Seit kurzem verfügt die Gemeinde über einen Hilfsfonds für Kinder und Jugendliche aus finanzschwachen Familien – dank einer Spende von 100 000 Franken. Doch von wem kommt die grosszügige Spende? «Die Spender möchten anonym bleiben, ihre Beweggründe sind jedoch bekannt. Dem Spender-Ehepaar war es ein Anliegen, Kinder und Jugendliche, die sich eine Förderung aus eigenen Mitteln nicht leisten können, finanziell zu unterstützen», sagt Gemeindepräsident Michael Götte. Der Hilfsfonds sei vor allem für Begabtenförderung gedacht. So werden etwa Ausbildungen im schulischen, kulturellen oder sportlichen Bereich mitfinanziert – vorausgesetzt, die Kriterien des Reglements über die Verwendung der Mittel werden erfüllt. «Das Reglement wurde nach Rücksprache mit den Spendern ausgearbeitet und ist offen formuliert», sagt Michael Götte. So ist im Fondsreglement auch keine Einkommenslimite festgelegt, unter welcher die Spendebezüger liegen müssen. Vermerkt ist jedoch, dass nur in Tübach wohnhafte Personen Anträge auf Unterstützung aus dem Fonds stellen können.

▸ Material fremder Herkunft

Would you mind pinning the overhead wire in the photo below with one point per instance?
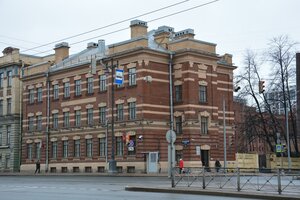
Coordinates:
(106, 26)
(156, 19)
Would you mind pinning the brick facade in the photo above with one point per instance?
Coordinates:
(146, 106)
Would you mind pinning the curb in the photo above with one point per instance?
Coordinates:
(211, 193)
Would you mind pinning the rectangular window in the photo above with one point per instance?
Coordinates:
(9, 106)
(77, 148)
(31, 96)
(55, 120)
(132, 76)
(9, 78)
(77, 87)
(29, 151)
(178, 93)
(119, 146)
(102, 115)
(39, 122)
(55, 91)
(77, 118)
(40, 94)
(1, 80)
(31, 123)
(54, 150)
(102, 146)
(204, 125)
(66, 89)
(90, 85)
(8, 133)
(66, 119)
(132, 146)
(120, 112)
(178, 124)
(89, 148)
(38, 150)
(132, 110)
(1, 107)
(102, 82)
(203, 94)
(90, 116)
(65, 148)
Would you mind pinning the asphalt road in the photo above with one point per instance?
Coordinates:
(87, 188)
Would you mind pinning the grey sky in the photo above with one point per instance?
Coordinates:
(234, 25)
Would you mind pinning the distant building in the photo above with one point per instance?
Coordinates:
(11, 64)
(67, 106)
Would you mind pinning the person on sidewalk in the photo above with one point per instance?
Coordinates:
(37, 167)
(181, 165)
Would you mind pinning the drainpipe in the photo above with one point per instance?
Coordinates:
(20, 113)
(171, 116)
(48, 121)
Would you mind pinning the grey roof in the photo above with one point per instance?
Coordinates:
(83, 57)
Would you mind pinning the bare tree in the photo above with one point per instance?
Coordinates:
(281, 54)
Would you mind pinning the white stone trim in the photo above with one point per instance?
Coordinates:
(54, 111)
(178, 82)
(88, 137)
(29, 141)
(202, 82)
(89, 106)
(65, 80)
(64, 138)
(66, 109)
(102, 104)
(131, 99)
(76, 137)
(77, 108)
(119, 101)
(77, 78)
(101, 135)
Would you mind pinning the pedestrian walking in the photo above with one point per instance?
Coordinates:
(181, 166)
(37, 167)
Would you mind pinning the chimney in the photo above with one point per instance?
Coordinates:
(101, 46)
(10, 50)
(61, 51)
(187, 33)
(163, 35)
(138, 28)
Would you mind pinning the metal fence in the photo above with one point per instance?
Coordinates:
(240, 179)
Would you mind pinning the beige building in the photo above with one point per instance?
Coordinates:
(11, 64)
(77, 119)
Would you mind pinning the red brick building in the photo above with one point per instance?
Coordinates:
(67, 104)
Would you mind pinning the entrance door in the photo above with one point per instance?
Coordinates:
(205, 157)
(152, 162)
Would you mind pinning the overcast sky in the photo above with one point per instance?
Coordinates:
(234, 25)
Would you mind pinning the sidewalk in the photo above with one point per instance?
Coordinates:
(199, 191)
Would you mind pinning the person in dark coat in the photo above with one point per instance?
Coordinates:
(181, 165)
(37, 167)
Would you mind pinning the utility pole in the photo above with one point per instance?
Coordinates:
(224, 134)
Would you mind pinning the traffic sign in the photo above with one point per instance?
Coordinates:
(278, 148)
(171, 136)
(119, 76)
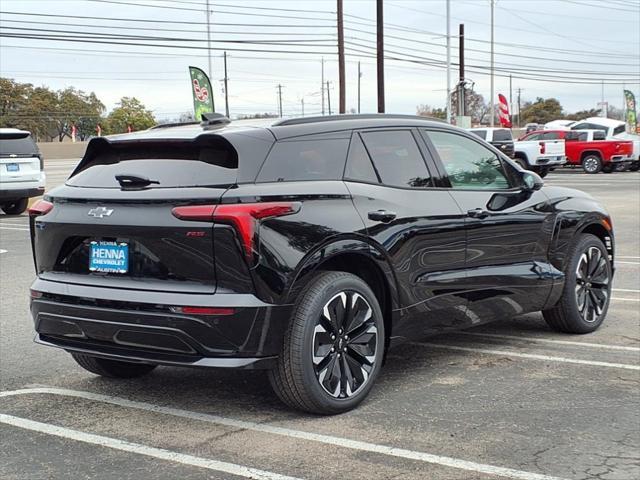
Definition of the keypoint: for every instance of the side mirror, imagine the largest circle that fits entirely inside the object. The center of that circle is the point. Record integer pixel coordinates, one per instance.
(531, 181)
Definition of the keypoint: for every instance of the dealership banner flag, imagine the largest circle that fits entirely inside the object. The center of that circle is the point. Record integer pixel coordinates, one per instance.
(202, 93)
(631, 116)
(503, 111)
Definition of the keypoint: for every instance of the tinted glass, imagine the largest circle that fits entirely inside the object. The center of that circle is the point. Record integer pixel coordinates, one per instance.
(305, 158)
(397, 159)
(599, 135)
(502, 135)
(468, 163)
(14, 145)
(359, 166)
(170, 165)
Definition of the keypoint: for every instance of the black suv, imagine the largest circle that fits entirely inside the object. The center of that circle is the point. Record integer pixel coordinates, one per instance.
(307, 248)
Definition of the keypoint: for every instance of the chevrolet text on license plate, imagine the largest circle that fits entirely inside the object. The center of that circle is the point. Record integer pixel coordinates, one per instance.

«Eine Spende in dieser Höhe hatte Tübach noch nie erhalten.» Ein tieferer Betrag sei vor etwa zehn Jahren für einen Kulturfonds eingegangen. «Damit wird unter anderem die Arbeit der Kulturkommission unterstützt.» Seit 2013 bestehe zudem ein Energiefonds mit einer jährlichen Einlage von 50 000 Franken. «Dieser wird jedoch mittels Steuergelder finanziert.»